Impaired recognition and clearance of cellular debris are important factors in the pathogenesis of systemic lupus erythematosus (SLE). A new study sheds light on the mechanisms that regulate immune tolerance to cell debris, suggesting a key role for the transcription factor AhR. “Cell death can have a profound impact on immunity,” states Tracy McGaha. “When cells become apoptotic they can drive immune-suppressive mechanisms that prevent immune reactivity against dying cell-associated antigens. This process is believed to be a key mechanism in the prevention of autoimmunity.”
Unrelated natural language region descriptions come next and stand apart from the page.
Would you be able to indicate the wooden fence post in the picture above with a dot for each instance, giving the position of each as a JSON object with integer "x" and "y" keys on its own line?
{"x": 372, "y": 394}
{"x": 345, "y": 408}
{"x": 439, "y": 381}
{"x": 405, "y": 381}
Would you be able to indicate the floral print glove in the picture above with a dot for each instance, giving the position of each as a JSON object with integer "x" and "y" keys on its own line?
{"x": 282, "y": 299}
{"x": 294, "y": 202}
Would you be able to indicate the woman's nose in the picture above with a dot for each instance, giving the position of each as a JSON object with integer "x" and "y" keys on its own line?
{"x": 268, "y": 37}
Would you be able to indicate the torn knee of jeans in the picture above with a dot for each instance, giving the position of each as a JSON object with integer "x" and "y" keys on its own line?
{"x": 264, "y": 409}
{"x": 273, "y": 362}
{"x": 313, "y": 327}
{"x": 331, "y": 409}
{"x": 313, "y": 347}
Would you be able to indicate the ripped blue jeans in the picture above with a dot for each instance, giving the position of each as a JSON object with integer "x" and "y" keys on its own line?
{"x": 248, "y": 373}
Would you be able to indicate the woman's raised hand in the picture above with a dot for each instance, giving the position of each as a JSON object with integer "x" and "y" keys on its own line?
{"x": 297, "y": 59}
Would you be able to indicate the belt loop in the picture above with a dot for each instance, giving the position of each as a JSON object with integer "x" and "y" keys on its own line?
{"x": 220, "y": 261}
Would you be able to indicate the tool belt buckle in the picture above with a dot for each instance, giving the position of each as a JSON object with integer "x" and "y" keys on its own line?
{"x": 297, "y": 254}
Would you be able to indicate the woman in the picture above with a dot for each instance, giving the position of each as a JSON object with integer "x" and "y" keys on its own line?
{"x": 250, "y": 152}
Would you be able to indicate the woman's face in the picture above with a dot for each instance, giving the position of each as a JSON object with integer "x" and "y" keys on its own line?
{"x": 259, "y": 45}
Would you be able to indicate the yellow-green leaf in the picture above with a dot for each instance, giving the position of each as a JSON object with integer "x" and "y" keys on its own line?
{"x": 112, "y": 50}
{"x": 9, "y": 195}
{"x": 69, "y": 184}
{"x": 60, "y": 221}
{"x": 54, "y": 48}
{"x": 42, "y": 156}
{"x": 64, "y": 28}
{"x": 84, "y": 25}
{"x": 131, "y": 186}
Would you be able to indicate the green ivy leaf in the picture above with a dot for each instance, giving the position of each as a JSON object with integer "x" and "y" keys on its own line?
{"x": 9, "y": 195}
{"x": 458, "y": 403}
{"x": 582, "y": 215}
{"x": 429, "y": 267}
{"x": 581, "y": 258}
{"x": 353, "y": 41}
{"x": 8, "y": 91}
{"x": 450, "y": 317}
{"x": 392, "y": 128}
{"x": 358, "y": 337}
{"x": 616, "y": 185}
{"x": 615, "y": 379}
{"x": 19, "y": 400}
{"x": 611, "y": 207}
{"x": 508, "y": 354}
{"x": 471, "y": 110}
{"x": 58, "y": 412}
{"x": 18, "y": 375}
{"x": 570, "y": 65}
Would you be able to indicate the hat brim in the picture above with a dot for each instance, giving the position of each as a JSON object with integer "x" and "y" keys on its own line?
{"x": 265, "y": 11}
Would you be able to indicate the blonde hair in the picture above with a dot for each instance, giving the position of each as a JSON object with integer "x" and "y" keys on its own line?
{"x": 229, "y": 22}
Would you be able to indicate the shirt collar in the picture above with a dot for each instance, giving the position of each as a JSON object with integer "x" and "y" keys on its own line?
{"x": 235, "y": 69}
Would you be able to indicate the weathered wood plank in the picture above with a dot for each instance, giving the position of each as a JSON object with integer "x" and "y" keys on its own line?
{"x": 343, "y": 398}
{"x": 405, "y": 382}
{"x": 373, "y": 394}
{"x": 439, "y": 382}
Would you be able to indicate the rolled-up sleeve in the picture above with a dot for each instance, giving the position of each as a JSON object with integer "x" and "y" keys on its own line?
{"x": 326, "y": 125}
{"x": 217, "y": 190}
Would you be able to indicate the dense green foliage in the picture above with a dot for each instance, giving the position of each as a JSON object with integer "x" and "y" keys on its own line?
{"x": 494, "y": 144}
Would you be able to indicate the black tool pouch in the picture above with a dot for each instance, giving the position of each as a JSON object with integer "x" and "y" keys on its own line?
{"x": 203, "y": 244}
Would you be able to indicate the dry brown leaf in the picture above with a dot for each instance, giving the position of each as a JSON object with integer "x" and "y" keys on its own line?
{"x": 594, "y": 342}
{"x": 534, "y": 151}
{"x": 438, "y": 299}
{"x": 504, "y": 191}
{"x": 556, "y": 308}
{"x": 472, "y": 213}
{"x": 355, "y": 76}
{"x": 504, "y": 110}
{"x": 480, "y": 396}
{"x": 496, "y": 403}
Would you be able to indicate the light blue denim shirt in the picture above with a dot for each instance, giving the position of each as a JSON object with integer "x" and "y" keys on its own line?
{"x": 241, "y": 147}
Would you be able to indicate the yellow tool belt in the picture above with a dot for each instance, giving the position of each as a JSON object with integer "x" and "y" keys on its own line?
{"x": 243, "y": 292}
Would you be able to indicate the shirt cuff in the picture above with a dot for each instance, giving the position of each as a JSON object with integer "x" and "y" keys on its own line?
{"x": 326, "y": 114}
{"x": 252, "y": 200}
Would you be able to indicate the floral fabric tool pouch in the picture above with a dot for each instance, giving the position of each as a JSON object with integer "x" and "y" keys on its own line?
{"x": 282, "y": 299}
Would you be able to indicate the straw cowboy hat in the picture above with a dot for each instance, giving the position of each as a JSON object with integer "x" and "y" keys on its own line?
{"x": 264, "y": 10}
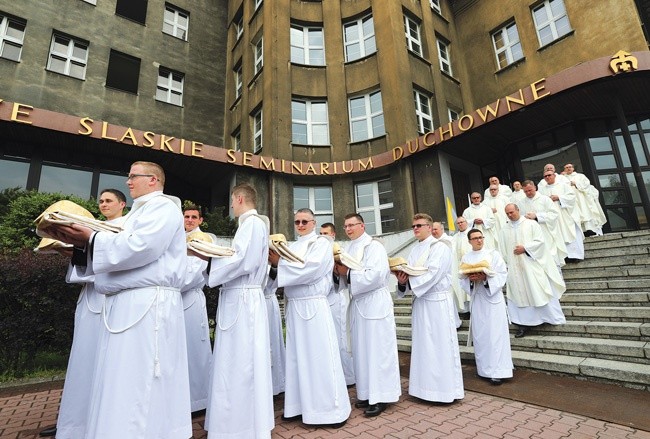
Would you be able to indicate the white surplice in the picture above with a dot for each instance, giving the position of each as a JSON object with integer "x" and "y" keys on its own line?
{"x": 141, "y": 383}
{"x": 240, "y": 402}
{"x": 436, "y": 373}
{"x": 315, "y": 386}
{"x": 489, "y": 319}
{"x": 535, "y": 283}
{"x": 372, "y": 324}
{"x": 197, "y": 331}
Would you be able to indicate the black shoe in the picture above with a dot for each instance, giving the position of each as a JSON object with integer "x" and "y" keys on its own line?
{"x": 48, "y": 431}
{"x": 375, "y": 409}
{"x": 362, "y": 404}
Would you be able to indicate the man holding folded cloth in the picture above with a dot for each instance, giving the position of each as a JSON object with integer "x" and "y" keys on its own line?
{"x": 141, "y": 387}
{"x": 436, "y": 373}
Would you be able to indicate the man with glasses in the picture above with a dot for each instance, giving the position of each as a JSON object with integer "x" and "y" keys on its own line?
{"x": 436, "y": 373}
{"x": 374, "y": 338}
{"x": 141, "y": 384}
{"x": 480, "y": 216}
{"x": 339, "y": 300}
{"x": 484, "y": 279}
{"x": 315, "y": 387}
{"x": 534, "y": 285}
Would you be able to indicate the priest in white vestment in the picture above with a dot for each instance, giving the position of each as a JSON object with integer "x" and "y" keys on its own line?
{"x": 459, "y": 246}
{"x": 535, "y": 283}
{"x": 315, "y": 386}
{"x": 75, "y": 399}
{"x": 484, "y": 276}
{"x": 540, "y": 208}
{"x": 480, "y": 216}
{"x": 569, "y": 219}
{"x": 339, "y": 300}
{"x": 436, "y": 373}
{"x": 592, "y": 217}
{"x": 141, "y": 385}
{"x": 240, "y": 402}
{"x": 373, "y": 332}
{"x": 197, "y": 329}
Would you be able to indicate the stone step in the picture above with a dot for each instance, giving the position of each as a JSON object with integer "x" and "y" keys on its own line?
{"x": 632, "y": 375}
{"x": 623, "y": 298}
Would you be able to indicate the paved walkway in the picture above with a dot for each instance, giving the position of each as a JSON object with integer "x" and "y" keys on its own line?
{"x": 24, "y": 412}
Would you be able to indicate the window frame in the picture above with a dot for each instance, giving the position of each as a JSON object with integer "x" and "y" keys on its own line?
{"x": 168, "y": 86}
{"x": 362, "y": 39}
{"x": 178, "y": 12}
{"x": 309, "y": 122}
{"x": 6, "y": 39}
{"x": 68, "y": 58}
{"x": 368, "y": 116}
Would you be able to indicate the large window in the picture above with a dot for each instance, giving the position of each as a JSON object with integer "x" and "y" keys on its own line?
{"x": 170, "y": 86}
{"x": 507, "y": 46}
{"x": 307, "y": 45}
{"x": 123, "y": 72}
{"x": 258, "y": 54}
{"x": 318, "y": 199}
{"x": 135, "y": 10}
{"x": 176, "y": 22}
{"x": 68, "y": 56}
{"x": 551, "y": 21}
{"x": 359, "y": 38}
{"x": 12, "y": 33}
{"x": 413, "y": 38}
{"x": 309, "y": 122}
{"x": 257, "y": 130}
{"x": 423, "y": 112}
{"x": 444, "y": 57}
{"x": 375, "y": 204}
{"x": 366, "y": 117}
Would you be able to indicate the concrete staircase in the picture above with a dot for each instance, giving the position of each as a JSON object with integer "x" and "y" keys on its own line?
{"x": 607, "y": 307}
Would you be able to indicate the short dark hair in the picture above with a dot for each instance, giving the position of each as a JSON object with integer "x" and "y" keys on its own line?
{"x": 118, "y": 193}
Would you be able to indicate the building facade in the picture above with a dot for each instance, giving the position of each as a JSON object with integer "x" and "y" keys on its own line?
{"x": 381, "y": 107}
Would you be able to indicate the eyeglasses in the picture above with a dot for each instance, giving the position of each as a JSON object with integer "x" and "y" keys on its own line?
{"x": 132, "y": 176}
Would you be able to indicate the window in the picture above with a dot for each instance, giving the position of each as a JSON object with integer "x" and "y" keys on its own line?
{"x": 123, "y": 72}
{"x": 444, "y": 58}
{"x": 236, "y": 140}
{"x": 318, "y": 199}
{"x": 359, "y": 38}
{"x": 135, "y": 10}
{"x": 506, "y": 45}
{"x": 12, "y": 33}
{"x": 68, "y": 56}
{"x": 435, "y": 5}
{"x": 551, "y": 21}
{"x": 375, "y": 205}
{"x": 309, "y": 123}
{"x": 238, "y": 81}
{"x": 170, "y": 87}
{"x": 307, "y": 45}
{"x": 257, "y": 131}
{"x": 366, "y": 117}
{"x": 258, "y": 61}
{"x": 176, "y": 22}
{"x": 413, "y": 40}
{"x": 423, "y": 112}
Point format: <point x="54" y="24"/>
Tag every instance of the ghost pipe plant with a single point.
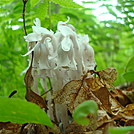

By studying changes in gene expression in murine phagocytes co-cultured with apoptotic cells, the researchers identified upregulation of AhR-responsive genes following exposure to cell debris. AhR specifically interacted with promoters to upregulate genes encoding cytokines such as IL-10; these changes induced a shift in phagocytes exposed to apoptotic cell debris towards an immunoregulatory phenotype. Blocking AhR led to reduced IL-10 production and a shift towards the production of pro-inflammatory cytokines, suggesting that AhR functions as a regulator of immune tolerance by suppressing inflammatory responses to cellular debris.

Using bone marrow-derived macrophages from Toll-like receptor 9 (Tlr9)-deficient mice, McGaha and colleagues revealed that the recognition of DNA from apoptotic cells by TLR9 can cause AhR activation and the production of IL-10. In two different mouse models of spontaneous lupus-like disease, pharmacological manipulation of AhR activity altered disease severity and progression. Blocking AhR activity increased the severity of lupus-like disease, whereas an AhR agonist ameliorated lupus-like disease. Interestingly, apoptotic cells also activated AhR and induced IL-10 production in human myeloid cells, and AhR transcriptional signatures similar to those seen in lupus-prone mice were seen in myeloid cells from patients with SLE. “Targeting AhR in human disease may have a similar therapeutic effect on disease activity to that seen in mice,” concludes McGaha.